Le gardiennage repose sur deux points qui figurent rarement dans un devis : ce que l'agent a réellement le droit de faire, et la capacité à prouver la prestation en cas de litige. De là dépend la solidité d'un contrat.
Le gardiennage est le quotidien de milliers de sociétés de sécurité privée : un poste d'accueil, un site industriel, un centre de données, un chantier. La prestation paraît simple. En cas d'incident, tout se joue pourtant sur des détails absents du devis : les limites des droits de l'agent et la preuve de la prestation réalisée.
Ces deux points pèsent plus lourd en 2026. Les audits des donneurs d'ordre et les appels d'offres, notamment publics, exigent désormais une traçabilité vérifiable des rondes.
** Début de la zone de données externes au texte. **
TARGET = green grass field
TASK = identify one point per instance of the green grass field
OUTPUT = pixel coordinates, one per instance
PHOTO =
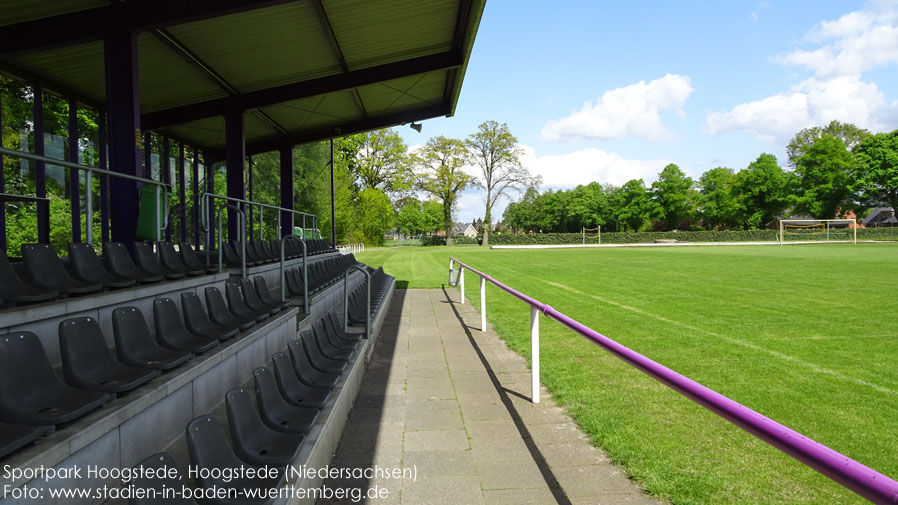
(806, 335)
Cet article situe le gardiennage : ses missions, ses limites légales, son coût, et la documentation qui décide de la conservation ou de la perte d'un marché.
En bref : Le gardiennage désigne la surveillance humaine d'un site par des agents de sécurité privée. Deux choses comptent : le cadre légal (carte professionnelle CNAPS, article 73 CPP pour le flagrant délit, article L613-2 CSI pour la palpation) et la traçabilité de la prestation, qu'un système de contrôle de ronde comme COREDINATE produit automatiquement et rend infalsifiable après enregistrement.
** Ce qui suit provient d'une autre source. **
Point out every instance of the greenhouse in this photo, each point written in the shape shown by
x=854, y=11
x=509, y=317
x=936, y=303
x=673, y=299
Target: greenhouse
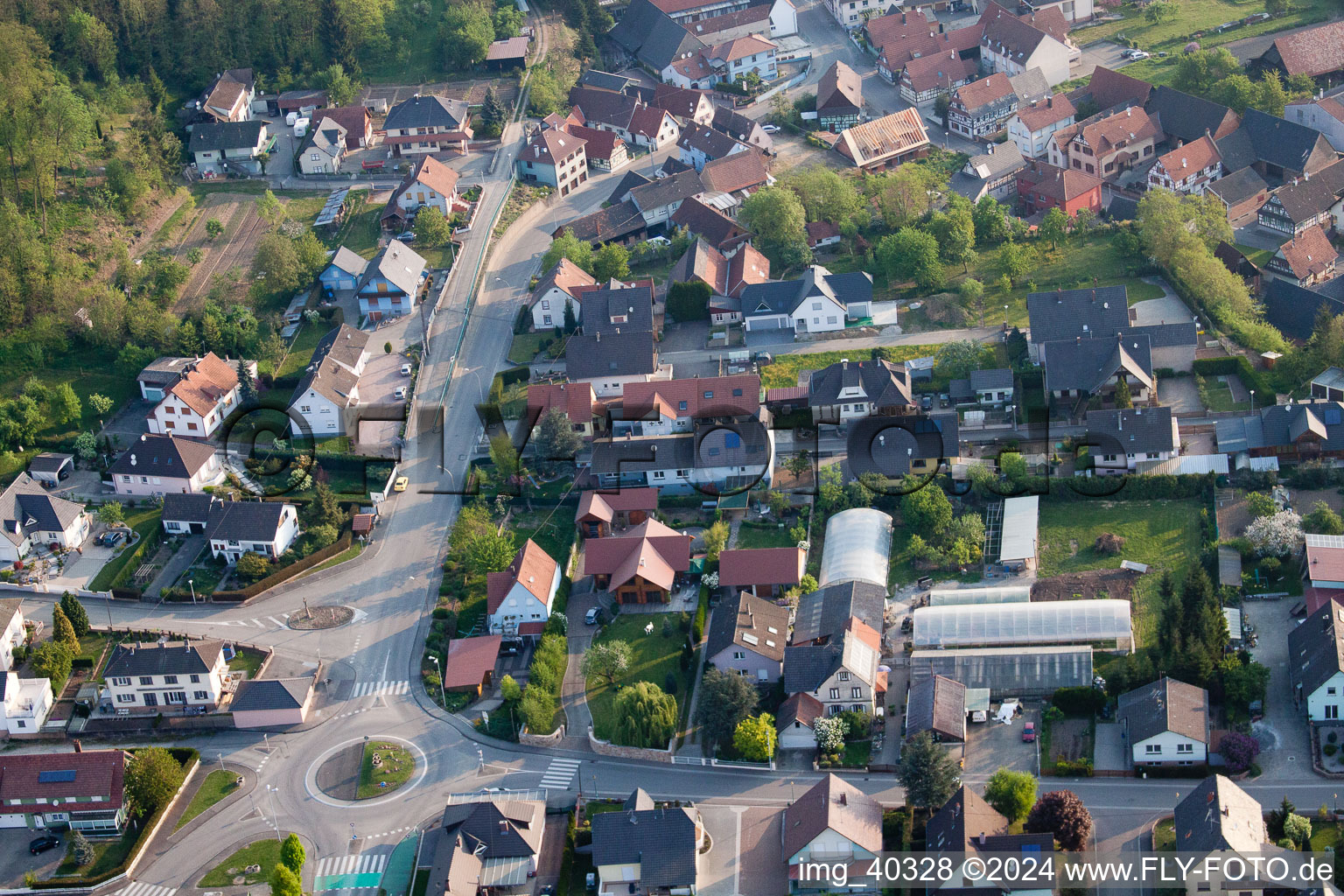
x=1007, y=672
x=858, y=549
x=988, y=625
x=990, y=594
Le gardiennage est la surveillance humaine permanente d'un site (bâtiment, terrain, installation) par des agents de sécurité privée. Son but : empêcher l'intrusion, le vol, le sabotage et le vandalisme, et réagir de façon ordonnée en cas d'incident. C'est l'activité définie au 1° de l'article L611-1 du Code de la sécurité intérieure. Elle est assurée soit par le service interne d'un site, soit, le plus souvent, par une société de gardiennage externe pour le compte d'un donneur d'ordre.
Le site commande tout le reste. Un centre de données impose un contrôle d'accès strict et documenté. Un chantier demande surtout une présence contre le vol de métaux et de matériel. Un accueil met l'orientation des visiteurs au premier plan. Un bon dispositif de gardiennage commence donc par l'analyse de risque du site concerné, pas par un catalogue de prestations standard.
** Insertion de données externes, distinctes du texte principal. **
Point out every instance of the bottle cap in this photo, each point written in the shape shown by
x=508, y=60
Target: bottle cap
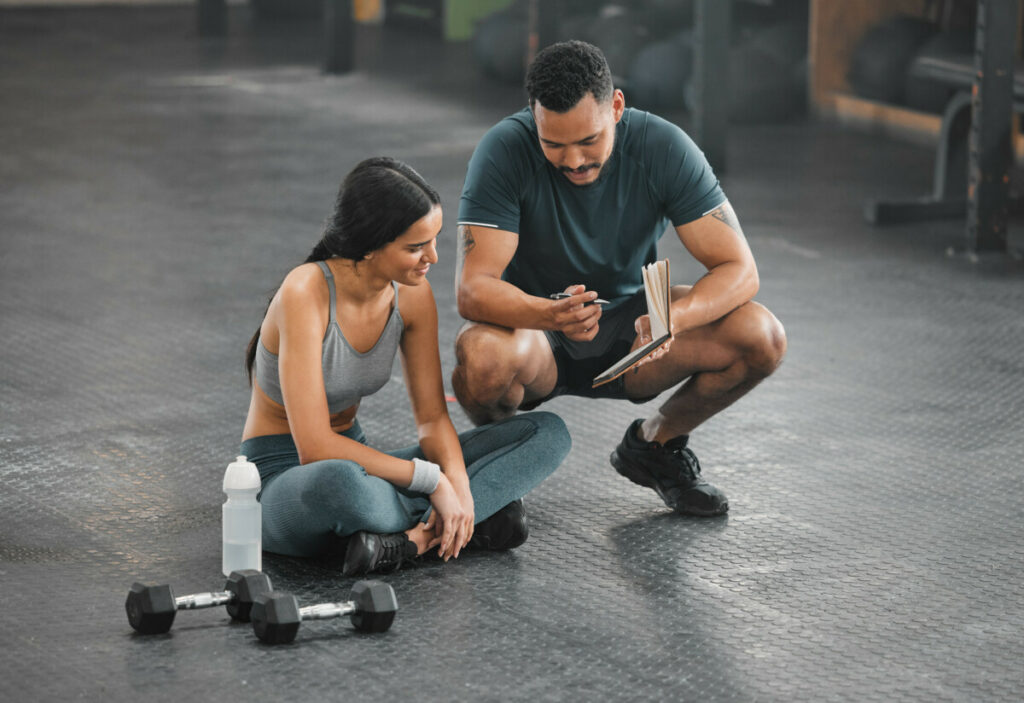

Le gardiennage se divise en deux formes. Le gardiennage statique (agent posté, poste fixe) affecte un agent en permanence à un seul site : accueil, filtrage, rondes internes. Le gardiennage mobile repose sur un rondier qui couvre plusieurs sites dans une même tournée, ou qui intervient sur alarme pour une levée de doute. Le gardiennage industriel n'est qu'une variante du statique appliquée à un site de production, avec souvent un poste de garde et un contrôle des flux de véhicules.
Dans la pratique, les deux termes désignent le même métier. « Agent de gardiennage » met l'accent sur la surveillance d'un site précis ; « agent de sécurité » est le terme officiel, celui qui figure sur la carte professionnelle CNAPS. Tous deux relèvent de l'activité réglementée du Livre VI du Code de la sécurité intérieure et exigent la même qualification. La vraie distinction n'est pas dans le mot, mais dans la mission : poste statique, ronde mobile, ou sécurité incendie, qui demande, elle, une qualification SSIAP distincte.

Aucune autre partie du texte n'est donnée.